HTML5 is not XML, Time To Get Over It

I feel like Captain Malcom Reynolds who fought for the resistance against the Alliance, but failed and now lives in the shadows of the all powerful Alliance.

I love XML ( ... I know there's 12 step programs for people like me). XML makes it so easy parsing well-structured, schema-verified XML. I applauded the efforts of the W3C to make the next generation HTML to be XHTML2.0 with all the clean syntax.
But the fight for XML championed by W3C.org has failed. WhatWG (re: the Alliance) has won over W3C.org (re: the Browncoats ) and HTML5 is not XML. It's time to get over it.
What does this mean?
1. Well, we shouldn't close void tags (those who can't have nested elements) like "<br />, it should be "<br> (Although some people I respect disagree like Estelle Weyl.) Reading WhatWG docs, I sense they really don't want us to close void tags.

The w3's documentation in section 8.1.2 Elements defines void elements to be

area, base, br, col, command, embed, hr, img, 
input, keygen, link, meta, param, source, track, wbr

2. Attributes do not have to have a value
<input type='checkbox' checked='checked' ...>
This looked a little silly anyway. Now you can have an attribute without a value.
<input type='checkbox' checked ...>

3. Attributes values usually do not have to be quoted
<input type=checkbox ...>

4. We can't process html5 pages with an XML parser. Really in the old days, you could only parse your pages anyway, and any included files from Google or your ad server would probably break your XML anyway.
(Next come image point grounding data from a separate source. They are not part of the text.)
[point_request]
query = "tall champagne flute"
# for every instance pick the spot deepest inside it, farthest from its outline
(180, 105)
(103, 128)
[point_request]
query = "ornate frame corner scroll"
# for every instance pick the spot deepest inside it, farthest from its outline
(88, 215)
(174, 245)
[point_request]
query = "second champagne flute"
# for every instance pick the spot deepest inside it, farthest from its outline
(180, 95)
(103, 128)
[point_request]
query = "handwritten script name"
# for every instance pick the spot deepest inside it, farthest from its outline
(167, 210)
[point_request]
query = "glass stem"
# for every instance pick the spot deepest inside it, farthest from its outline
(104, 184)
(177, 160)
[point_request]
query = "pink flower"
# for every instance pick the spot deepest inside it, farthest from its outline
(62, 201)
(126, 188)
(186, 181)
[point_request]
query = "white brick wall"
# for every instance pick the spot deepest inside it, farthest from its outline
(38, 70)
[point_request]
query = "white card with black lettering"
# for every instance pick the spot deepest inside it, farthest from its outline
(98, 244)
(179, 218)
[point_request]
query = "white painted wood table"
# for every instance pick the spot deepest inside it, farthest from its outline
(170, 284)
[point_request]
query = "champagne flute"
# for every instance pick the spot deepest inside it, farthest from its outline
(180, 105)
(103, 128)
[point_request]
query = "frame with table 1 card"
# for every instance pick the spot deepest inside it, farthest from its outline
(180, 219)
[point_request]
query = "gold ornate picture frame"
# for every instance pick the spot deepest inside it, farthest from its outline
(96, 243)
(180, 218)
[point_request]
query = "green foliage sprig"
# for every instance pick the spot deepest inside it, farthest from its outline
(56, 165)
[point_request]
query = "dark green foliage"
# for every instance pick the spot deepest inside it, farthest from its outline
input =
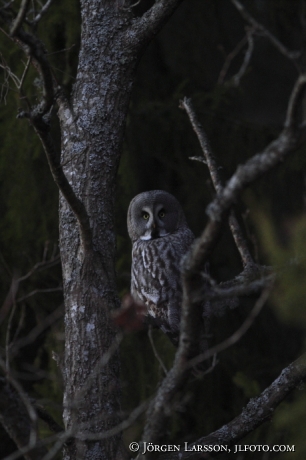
(185, 59)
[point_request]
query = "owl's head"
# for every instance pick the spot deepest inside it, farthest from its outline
(154, 214)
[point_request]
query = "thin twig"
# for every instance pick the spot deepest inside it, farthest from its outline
(293, 55)
(24, 73)
(20, 17)
(234, 338)
(247, 57)
(216, 179)
(42, 12)
(155, 351)
(230, 58)
(26, 401)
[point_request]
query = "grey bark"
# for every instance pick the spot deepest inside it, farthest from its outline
(92, 131)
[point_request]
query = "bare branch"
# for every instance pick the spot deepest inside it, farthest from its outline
(230, 58)
(216, 179)
(20, 17)
(247, 57)
(256, 412)
(144, 28)
(234, 338)
(32, 433)
(15, 419)
(261, 163)
(37, 330)
(42, 12)
(247, 16)
(155, 351)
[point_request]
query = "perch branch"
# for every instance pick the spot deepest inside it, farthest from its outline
(249, 18)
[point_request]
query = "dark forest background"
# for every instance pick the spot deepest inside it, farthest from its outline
(185, 59)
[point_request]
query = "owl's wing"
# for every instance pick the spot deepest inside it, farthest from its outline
(156, 278)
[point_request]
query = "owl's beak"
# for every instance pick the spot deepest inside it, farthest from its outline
(154, 231)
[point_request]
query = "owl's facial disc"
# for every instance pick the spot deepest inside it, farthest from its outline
(154, 227)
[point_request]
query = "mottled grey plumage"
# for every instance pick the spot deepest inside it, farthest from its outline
(160, 237)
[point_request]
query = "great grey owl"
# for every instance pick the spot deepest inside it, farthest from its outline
(160, 237)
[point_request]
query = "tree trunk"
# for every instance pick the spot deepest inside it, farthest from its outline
(92, 131)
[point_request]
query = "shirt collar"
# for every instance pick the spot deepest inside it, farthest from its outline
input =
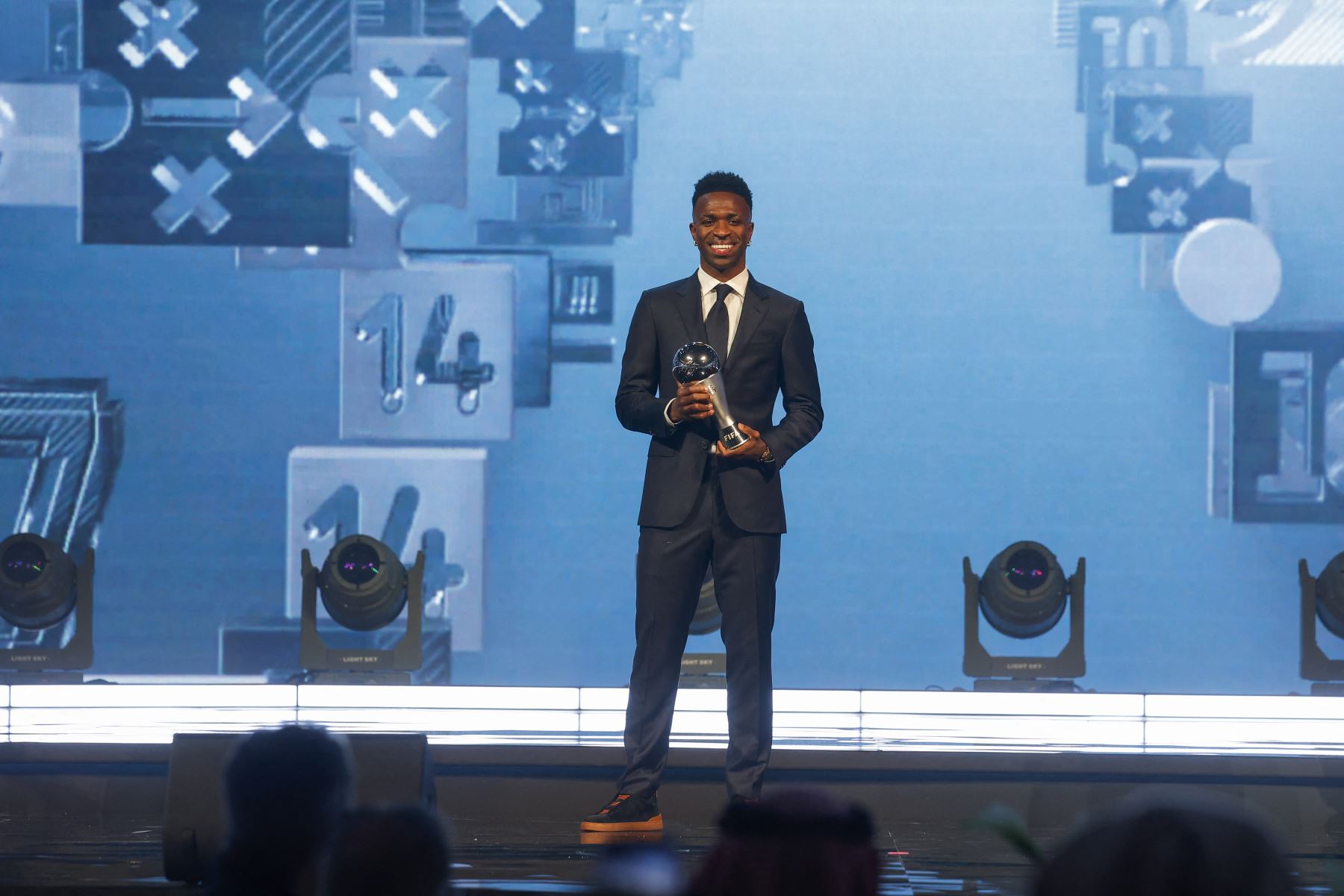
(738, 284)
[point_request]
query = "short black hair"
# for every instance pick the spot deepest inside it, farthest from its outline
(722, 181)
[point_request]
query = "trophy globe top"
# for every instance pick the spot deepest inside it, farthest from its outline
(694, 361)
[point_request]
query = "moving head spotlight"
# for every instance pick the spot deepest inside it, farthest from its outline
(363, 583)
(40, 588)
(1023, 594)
(364, 588)
(1322, 598)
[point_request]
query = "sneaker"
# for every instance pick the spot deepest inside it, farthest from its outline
(626, 812)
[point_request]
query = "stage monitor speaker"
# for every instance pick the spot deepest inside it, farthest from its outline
(389, 768)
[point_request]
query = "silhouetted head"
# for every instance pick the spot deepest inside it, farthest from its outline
(389, 850)
(285, 790)
(1169, 845)
(794, 842)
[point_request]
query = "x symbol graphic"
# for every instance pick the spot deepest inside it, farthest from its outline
(1169, 207)
(1152, 124)
(159, 30)
(549, 152)
(191, 195)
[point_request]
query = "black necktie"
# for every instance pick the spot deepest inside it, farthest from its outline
(717, 323)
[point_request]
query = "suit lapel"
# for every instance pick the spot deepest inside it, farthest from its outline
(688, 305)
(753, 312)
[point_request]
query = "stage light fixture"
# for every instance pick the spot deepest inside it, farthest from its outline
(1322, 598)
(1023, 594)
(40, 588)
(364, 588)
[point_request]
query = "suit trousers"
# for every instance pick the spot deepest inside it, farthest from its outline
(668, 575)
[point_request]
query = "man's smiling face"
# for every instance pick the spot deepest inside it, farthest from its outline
(722, 228)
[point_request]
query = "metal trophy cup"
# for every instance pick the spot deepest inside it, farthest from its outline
(699, 363)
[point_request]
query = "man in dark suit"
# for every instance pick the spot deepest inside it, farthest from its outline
(706, 505)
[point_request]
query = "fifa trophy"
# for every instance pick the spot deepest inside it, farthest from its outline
(699, 363)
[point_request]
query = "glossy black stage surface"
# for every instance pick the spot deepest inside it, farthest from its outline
(85, 818)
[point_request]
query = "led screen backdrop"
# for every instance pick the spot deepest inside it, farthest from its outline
(273, 273)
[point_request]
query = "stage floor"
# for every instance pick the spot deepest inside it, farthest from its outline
(848, 721)
(84, 771)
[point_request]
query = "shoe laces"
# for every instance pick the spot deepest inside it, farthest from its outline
(617, 801)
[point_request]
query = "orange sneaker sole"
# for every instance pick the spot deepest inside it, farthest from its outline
(618, 827)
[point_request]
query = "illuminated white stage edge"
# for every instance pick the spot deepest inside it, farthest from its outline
(836, 721)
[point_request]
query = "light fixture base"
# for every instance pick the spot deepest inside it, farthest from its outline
(77, 652)
(356, 667)
(1026, 685)
(1070, 662)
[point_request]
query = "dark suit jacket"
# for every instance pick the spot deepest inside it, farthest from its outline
(771, 354)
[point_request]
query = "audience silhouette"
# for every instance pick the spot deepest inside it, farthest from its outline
(1169, 845)
(285, 790)
(792, 842)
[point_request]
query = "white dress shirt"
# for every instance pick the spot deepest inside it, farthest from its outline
(732, 302)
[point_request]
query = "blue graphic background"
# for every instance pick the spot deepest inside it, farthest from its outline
(991, 367)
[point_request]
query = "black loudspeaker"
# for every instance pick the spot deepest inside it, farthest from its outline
(389, 768)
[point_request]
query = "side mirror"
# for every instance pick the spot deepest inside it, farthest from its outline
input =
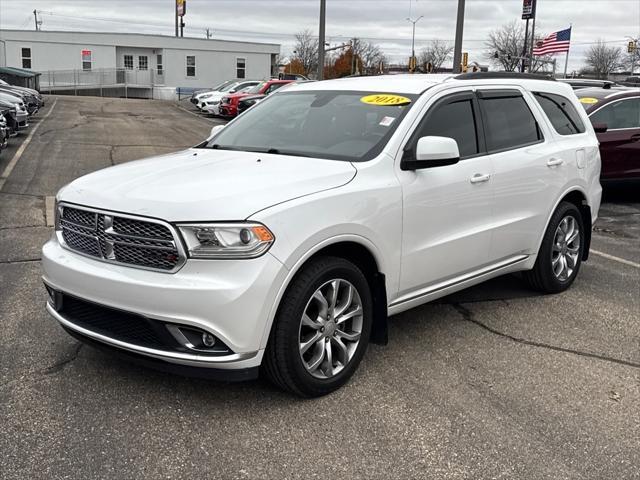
(432, 152)
(600, 127)
(215, 130)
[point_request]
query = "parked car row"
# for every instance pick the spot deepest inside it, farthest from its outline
(230, 98)
(615, 115)
(17, 104)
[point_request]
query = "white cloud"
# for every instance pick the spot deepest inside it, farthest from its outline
(383, 21)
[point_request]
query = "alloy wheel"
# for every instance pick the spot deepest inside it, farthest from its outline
(566, 248)
(330, 328)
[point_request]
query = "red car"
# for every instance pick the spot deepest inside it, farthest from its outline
(229, 103)
(615, 116)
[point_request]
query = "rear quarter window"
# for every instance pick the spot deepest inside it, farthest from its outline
(508, 121)
(561, 113)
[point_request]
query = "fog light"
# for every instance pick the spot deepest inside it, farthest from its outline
(208, 340)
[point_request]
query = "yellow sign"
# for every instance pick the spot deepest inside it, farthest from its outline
(181, 7)
(385, 99)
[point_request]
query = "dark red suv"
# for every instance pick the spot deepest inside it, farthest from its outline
(229, 103)
(615, 115)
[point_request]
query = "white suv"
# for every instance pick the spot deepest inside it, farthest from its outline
(286, 239)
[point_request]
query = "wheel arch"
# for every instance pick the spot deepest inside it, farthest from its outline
(577, 197)
(362, 253)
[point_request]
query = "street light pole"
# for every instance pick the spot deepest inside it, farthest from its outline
(321, 39)
(457, 51)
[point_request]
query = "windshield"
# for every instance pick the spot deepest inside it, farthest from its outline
(226, 88)
(256, 88)
(223, 85)
(335, 125)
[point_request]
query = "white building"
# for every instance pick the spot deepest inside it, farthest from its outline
(157, 60)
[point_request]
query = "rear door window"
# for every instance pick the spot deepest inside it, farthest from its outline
(618, 115)
(508, 121)
(452, 117)
(561, 113)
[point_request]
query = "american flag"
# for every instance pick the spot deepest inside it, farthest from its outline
(557, 42)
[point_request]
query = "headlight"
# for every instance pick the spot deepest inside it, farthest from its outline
(226, 240)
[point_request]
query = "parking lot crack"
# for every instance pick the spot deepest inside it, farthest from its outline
(24, 260)
(55, 368)
(468, 316)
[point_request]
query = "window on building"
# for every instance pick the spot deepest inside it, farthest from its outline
(241, 64)
(128, 62)
(454, 118)
(562, 115)
(86, 60)
(26, 58)
(508, 122)
(191, 66)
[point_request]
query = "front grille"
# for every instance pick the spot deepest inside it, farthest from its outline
(118, 239)
(116, 324)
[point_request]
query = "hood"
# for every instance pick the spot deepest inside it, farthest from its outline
(206, 185)
(213, 95)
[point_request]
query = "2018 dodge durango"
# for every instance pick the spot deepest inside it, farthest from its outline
(283, 242)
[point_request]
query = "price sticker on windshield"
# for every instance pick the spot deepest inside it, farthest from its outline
(385, 100)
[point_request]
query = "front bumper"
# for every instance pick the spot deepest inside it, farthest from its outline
(231, 300)
(213, 109)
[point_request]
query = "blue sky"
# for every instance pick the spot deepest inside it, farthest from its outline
(381, 21)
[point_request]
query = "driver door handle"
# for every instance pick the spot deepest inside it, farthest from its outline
(479, 178)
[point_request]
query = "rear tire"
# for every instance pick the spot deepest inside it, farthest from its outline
(314, 346)
(560, 254)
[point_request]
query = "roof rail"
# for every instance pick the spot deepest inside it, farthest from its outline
(489, 75)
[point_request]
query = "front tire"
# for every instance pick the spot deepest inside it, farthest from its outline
(321, 330)
(560, 254)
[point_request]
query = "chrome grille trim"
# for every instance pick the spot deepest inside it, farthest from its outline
(92, 232)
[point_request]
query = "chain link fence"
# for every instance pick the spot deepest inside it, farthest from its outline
(108, 82)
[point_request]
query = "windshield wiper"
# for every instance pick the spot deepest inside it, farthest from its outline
(217, 146)
(276, 151)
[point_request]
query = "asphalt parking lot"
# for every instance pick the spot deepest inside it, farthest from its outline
(494, 382)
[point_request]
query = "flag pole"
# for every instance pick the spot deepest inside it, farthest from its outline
(566, 60)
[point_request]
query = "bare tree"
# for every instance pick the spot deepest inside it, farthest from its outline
(632, 61)
(436, 53)
(602, 59)
(506, 44)
(306, 51)
(369, 54)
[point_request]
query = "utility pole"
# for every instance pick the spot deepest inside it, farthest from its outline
(533, 42)
(412, 62)
(523, 63)
(457, 50)
(175, 12)
(321, 39)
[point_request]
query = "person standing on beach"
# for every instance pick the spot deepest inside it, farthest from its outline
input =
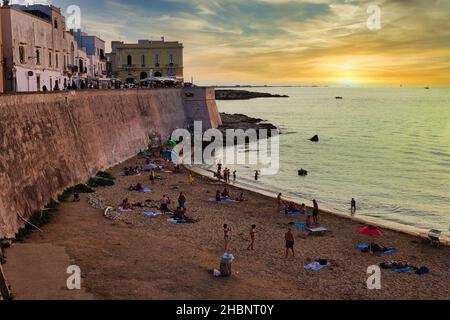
(353, 206)
(279, 201)
(315, 212)
(182, 201)
(289, 237)
(226, 236)
(252, 237)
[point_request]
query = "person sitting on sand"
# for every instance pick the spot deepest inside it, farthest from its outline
(164, 204)
(241, 198)
(226, 236)
(252, 237)
(225, 193)
(290, 241)
(76, 197)
(126, 205)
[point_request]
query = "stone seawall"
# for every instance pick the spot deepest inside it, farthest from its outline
(49, 142)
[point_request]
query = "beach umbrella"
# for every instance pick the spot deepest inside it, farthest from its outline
(171, 143)
(371, 231)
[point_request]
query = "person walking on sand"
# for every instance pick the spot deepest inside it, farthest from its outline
(279, 201)
(182, 201)
(252, 237)
(353, 206)
(315, 212)
(289, 237)
(226, 236)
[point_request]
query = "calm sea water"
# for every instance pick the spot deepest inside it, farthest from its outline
(387, 148)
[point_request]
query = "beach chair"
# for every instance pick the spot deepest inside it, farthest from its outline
(434, 236)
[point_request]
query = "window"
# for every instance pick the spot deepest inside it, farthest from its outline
(22, 54)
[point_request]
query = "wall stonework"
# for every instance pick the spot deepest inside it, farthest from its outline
(49, 142)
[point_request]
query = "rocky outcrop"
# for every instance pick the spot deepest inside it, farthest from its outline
(244, 95)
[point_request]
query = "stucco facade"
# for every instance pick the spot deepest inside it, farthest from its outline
(39, 54)
(133, 62)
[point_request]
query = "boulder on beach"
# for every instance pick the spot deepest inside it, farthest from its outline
(314, 139)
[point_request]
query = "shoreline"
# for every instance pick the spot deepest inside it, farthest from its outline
(374, 222)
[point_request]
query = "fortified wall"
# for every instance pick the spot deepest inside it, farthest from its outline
(52, 141)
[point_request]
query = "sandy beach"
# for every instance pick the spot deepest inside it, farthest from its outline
(137, 257)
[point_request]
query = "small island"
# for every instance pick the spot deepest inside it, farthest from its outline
(229, 94)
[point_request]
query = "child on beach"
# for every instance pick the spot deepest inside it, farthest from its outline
(226, 236)
(289, 237)
(315, 212)
(252, 237)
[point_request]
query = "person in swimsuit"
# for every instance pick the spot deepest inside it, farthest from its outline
(226, 236)
(252, 237)
(289, 237)
(315, 212)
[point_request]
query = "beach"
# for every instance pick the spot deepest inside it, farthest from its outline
(137, 257)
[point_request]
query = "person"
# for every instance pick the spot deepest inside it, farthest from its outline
(225, 193)
(164, 204)
(353, 205)
(289, 237)
(303, 209)
(252, 237)
(182, 201)
(241, 197)
(315, 212)
(226, 236)
(279, 201)
(152, 176)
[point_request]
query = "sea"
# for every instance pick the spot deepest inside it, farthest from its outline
(389, 148)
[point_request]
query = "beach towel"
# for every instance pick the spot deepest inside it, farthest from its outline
(295, 213)
(403, 269)
(152, 214)
(222, 200)
(366, 245)
(316, 266)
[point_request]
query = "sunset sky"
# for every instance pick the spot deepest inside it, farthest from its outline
(324, 42)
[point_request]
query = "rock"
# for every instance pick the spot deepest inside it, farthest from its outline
(314, 139)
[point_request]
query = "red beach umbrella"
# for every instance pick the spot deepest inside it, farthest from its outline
(371, 231)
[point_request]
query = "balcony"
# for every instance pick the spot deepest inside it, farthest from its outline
(128, 66)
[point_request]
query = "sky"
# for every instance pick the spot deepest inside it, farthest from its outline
(288, 42)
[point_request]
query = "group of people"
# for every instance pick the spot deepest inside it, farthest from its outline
(226, 174)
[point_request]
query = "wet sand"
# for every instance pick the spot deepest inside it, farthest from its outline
(137, 257)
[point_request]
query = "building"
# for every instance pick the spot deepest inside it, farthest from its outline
(95, 50)
(38, 52)
(133, 62)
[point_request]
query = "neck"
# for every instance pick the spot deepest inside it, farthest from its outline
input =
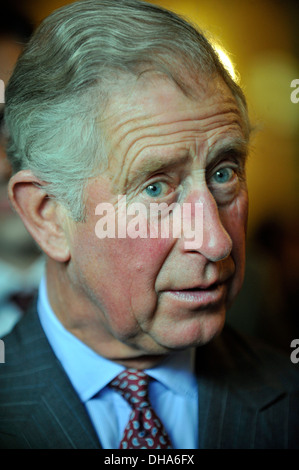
(82, 319)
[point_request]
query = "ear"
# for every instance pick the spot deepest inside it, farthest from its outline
(43, 217)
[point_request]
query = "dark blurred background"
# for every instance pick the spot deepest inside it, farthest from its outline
(260, 39)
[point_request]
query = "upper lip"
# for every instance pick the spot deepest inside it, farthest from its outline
(212, 285)
(202, 286)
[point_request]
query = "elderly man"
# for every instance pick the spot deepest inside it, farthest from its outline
(117, 105)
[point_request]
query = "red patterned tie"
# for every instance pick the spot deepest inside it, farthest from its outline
(144, 429)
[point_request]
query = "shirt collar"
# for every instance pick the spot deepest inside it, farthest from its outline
(89, 372)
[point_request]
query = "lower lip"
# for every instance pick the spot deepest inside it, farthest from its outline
(199, 298)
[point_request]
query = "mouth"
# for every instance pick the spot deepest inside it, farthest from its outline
(199, 296)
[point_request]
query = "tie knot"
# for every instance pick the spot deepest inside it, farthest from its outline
(133, 385)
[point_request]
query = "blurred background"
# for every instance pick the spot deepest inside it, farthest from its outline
(260, 40)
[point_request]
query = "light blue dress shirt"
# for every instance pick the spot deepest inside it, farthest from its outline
(173, 393)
In the WhatWG FAQ they recommend not using an XML parser on pages, but using an HTML to XML parser.

We fought the Alliance and they won. Come on all you XML-loving Browncoats like me, it's time to move on.

1 comment:

rking said...

Cool. Good to have it explained this way.

I was playing with the validator, and got some very ugly stuff to validate as HTML5. Now I understand why.